So St Theresa of May has
finally signed the dratted letter to invoke Article 50. We’ll be
into that Red-White-and-Blue Brexit any time this afternoon, then.
Possibly even before cucumber sandwiches are served in the Hice
of Commons, accompanied, or not, by a handsome silver pot of Earl Gwey.
Even now, despite That
Letter having been signed and ritually hand-delivered, the UK is
still part of the European Union, and we will still be a member for
something like another 2 years. All the directives and regulations voted on by our MEPs
(sometimes even by N. Farage) that have been adopted by our British
Parliament, will still be in force, even after the EU agrees to the
terms of our exit from the Union. There will be years of legal work
to be done to extinguish those laws and
replace them with solely British ones.
Until the boot finally hits our red-white-and-blue backside:
We still have a rebate
on EU membership fees.
We still have a say,
via our MEPs, about what directives and regulations are passed by the
EU Parliament.
We are still not in the
Euro.
We are still not
signatories to the Schengen agreement (ie, – we ALREADY have the
tight control of our borders that many Leavers shouted for).
We still don’t have
to give benefits to immigrants who’ve just arrived here, even if
they are from the EU – not until they have worked for some years
and paid into the system (and we then give them less than many other
EU countries do).
We still share
information with EU states about criminal activity and terrorist
organisations via the European Criminal Records Information System.
People still have the
right to time off and limited working hours, parental leave, and
equal opportunities for men and women.
We still have the right
to live, work or study abroad in any of the 27 other EU member
countries.
UK students can still
(just) study or work in Europe on the Erasmus exchange programme.
Academic research
projects are (still, just) funded by EU subsidies.
Rural and deprived
areas could still be supported or funded by EU subsidies.
There are still Common
Agricultural Policy subsidies for farming (~55% of farm incomes), and
green incentives for adopting environmental measures such as tending
to wild grassland.
We still have laws to
ensure clean seas and beaches, good air quality, protection for
endangered species and strict guidelines on the use of genetically
modified crops and certain chemicals.
Using a mobile phone
doesn’t cost more in fees in other European countries.

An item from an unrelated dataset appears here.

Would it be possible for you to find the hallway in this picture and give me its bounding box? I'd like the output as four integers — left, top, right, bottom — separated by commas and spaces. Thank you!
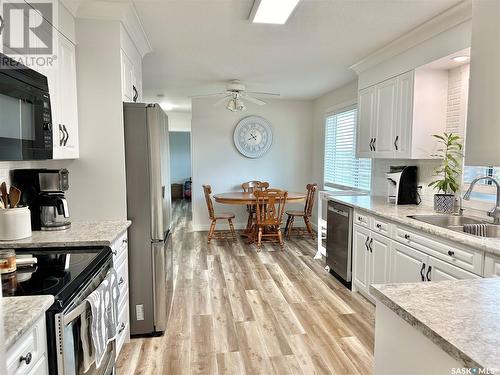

20% of our energy should come from renewables by
2020.
What could we be going back to?
Signs saying “No
Blacks, No Polish, No Irish, nofuckingimmigrantsofanysort”? We
already HAVE tight control of our borders for legal immigration. If
what Leavers want is simply No Immigrants at all, umm, the word you
need to worry about there is ILLEGAL. Leaving the EU isn’t going to
stop illegal immigration.
No EU nationals working here, for instance,
in our health service? Or no non-EU nationals? (See the same link.)
No legal equality for
LGBTQ and disabled people?
No right to residency
for EU born partners of British citizens?
Restoring the use of
Imperial measures? I’m of a generation that learned originally to
use them, and then had to convert everything to metric (including
understanding distances in kilometres and metres for sporting
competitions, although car drivers even now still get away with
odometers and roadsigns labelled in miles). But we’d already begun
metricating before we joined the EEC and we’ve rubbed along all
right under a mishmash of measures for the last forty-odd years. It’s
hardly worth falling out with the EU over them. Are we now going to
re-adopt 240 pennies to a pound and 12 pennies to a shilling; ounces,
pounds, stones, hundredweights; acres, rods, poles and perches; pints
and gallons; Imperial (or even Whitworth) specifications for
engineering? Even I am not old enough or daft enough to try re-imposing
that lot on a decimalised population.
Restoring the death
penalty for murder? I’m not kidding. A straw poll suggested there
are Leavers hankering for its reinstatement, even though we’d
already got rid of it well before we joined the EEC (1965).
All right, that one was silly... but...
But...We Want Our Country Back!
See above...I haven’t
been able to fathom out exactly what “our country” might be, that
the happy band of Leavers expect to get back. Asking the question of
them usually elicits remarks about escaping the rule of “unelected
Eurocrats”, ignoring the irony that in Britain our Parliamentary
system is topped by an unelected Monarchy and an unelected Hice of
Lords, and the fact that all British voters have the right to vote
for the MEPs who will represent their region in the European
Parliament. If you don’t know who represents your region there or
how to ask them to work on your behalf, or how the EU structure
works, whose fault is that?
At the moment, the lack of precise, detailed forward vision in our national policies worries me quite a lot. St Theresa of May needs to do more, for me, than to attempt Churchillian rhetoric at PMQs.